Le projet de Renforcement de la résilience des systèmes agricoles et des chaînes de valeur intelligentes face au climat (CVA) a tenu, le 27 avril à Moroni, la deuxième session du Comité de pilotage, en partenariat avec le Programme des Nations Unies pour le développement (PNUD) et avec l’appui du Fonds pour l’environnement mondial (FEM).
Présidée par le ministre de l’Agriculture, Dr Daniel Ali Bandar, cette rencontre stratégique a permis de dresser le bilan des actions menées en 2025 et de valider les orientations du Plan de Travail Annuel 2026. L’objectif reste clair : renforcer durablement l’agriculture comorienne face aux effets du changement climatique, tout en améliorant les revenus des producteurs et la sécurité alimentaire nationale. Dans son allocution, le ministre a rappelé que les Comores font face à de multiples défis dont la variabilité des pluies, les sécheresses, les inondations, la dégradation des terres agricoles et la dépendance croissante aux importations alimentaires. Selon lui, le projet CVA constitue un véritable instrument de transformation structurelle, articulé autour de la résilience climatique, du développement des chaînes de valeur et de la souveraineté alimentaire.

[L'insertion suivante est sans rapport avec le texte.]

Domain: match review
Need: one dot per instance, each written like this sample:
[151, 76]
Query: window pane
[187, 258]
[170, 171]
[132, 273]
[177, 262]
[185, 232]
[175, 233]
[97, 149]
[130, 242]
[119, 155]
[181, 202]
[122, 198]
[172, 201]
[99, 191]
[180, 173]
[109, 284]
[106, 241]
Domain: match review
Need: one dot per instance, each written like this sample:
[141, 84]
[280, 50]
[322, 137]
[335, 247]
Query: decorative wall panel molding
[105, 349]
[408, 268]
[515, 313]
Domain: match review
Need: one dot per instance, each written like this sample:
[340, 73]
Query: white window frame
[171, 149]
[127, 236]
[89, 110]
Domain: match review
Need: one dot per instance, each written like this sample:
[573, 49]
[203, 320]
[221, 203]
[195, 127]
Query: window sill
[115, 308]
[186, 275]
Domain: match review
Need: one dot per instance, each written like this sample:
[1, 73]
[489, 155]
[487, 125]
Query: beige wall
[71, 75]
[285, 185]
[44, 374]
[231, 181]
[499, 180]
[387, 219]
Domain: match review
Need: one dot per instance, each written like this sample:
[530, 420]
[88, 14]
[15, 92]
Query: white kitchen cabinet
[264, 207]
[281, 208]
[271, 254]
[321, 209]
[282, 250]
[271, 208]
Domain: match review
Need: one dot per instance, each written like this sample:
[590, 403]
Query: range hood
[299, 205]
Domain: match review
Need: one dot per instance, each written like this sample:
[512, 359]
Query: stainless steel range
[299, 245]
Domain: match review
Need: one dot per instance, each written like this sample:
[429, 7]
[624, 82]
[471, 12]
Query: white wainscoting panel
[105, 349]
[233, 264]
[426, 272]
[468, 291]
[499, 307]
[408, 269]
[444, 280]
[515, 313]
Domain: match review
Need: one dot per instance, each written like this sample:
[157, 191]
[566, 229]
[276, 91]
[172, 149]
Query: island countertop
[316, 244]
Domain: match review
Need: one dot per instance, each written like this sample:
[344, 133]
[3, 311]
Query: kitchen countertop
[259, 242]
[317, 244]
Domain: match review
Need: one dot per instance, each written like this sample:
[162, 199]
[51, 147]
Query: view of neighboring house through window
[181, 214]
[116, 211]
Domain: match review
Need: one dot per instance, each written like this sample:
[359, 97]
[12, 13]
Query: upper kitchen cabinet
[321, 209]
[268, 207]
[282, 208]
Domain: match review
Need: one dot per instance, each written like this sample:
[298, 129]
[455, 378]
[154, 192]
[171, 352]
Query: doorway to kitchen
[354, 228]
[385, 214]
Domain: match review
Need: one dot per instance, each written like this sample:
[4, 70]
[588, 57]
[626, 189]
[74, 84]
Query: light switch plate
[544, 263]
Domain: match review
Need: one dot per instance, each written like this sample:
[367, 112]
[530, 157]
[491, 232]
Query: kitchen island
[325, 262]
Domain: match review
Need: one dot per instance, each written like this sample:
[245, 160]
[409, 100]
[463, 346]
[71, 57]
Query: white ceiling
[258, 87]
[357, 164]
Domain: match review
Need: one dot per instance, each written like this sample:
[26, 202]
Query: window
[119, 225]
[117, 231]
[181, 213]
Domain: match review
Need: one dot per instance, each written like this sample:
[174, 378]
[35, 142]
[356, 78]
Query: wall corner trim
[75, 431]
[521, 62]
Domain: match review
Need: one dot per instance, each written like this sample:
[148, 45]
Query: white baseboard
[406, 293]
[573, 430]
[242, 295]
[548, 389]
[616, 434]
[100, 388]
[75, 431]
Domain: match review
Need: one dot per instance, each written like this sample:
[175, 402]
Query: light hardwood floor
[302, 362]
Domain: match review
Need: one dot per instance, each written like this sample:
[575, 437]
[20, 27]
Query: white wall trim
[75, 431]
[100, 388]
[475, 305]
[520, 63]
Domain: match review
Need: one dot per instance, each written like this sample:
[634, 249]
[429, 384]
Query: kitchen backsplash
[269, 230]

Le représentant résident du PNUD, Luca Monge Roffarello a, pour sa part, salué les progrès déjà enregistrés malgré les contraintes. Plus de 5 000 producteurs ont bénéficié d’un accompagnement technique, des fermes pilotes ont été mises en place et plusieurs variétés agricoles résilientes ont été introduites. Il a insisté sur la nécessité d’accélérer l’exécution du projet en 2026 afin de produire des résultats concrets et mesurables au bénéfice des populations rurales. Parmi les réalisations majeures de l’année écoulée figurent également la mise en place de 66 fermes pilotes au profit de plus de 1 100 producteurs, la distribution d’intrants agricoles, le développement de la filière gingembre ainsi que le lancement d’un laboratoire de multiplication végétale destiné à renforcer l’autonomie semencière du pays.
Le Plan de Travail Annuel 2026, doté de plus de trois millions de dollars, prévoit de concentrer l’essentiel des ressources sur les investissements de terrain. Les priorités portent notamment sur le renforcement des capacités institutionnelles, la diversification des chaînes de valeur, l’accès au marché, l’innovation agricole et l’inclusion sociale. Les intervenants ont unanimement souligné l’importance d’intégrer pleinement les femmes, les jeunes et les personnes vulnérables dans les dispositifs du projet. Pour les autorités comme pour les partenaires, une agriculture résiliente ne peut être durable que si elle est inclusive. À travers cette deuxième session du Comité de pilotage, le pays entend ainsi franchir une nouvelle étape dans la modernisation de leur agriculture et poser les bases d’un développement rural plus solide, productif et durable.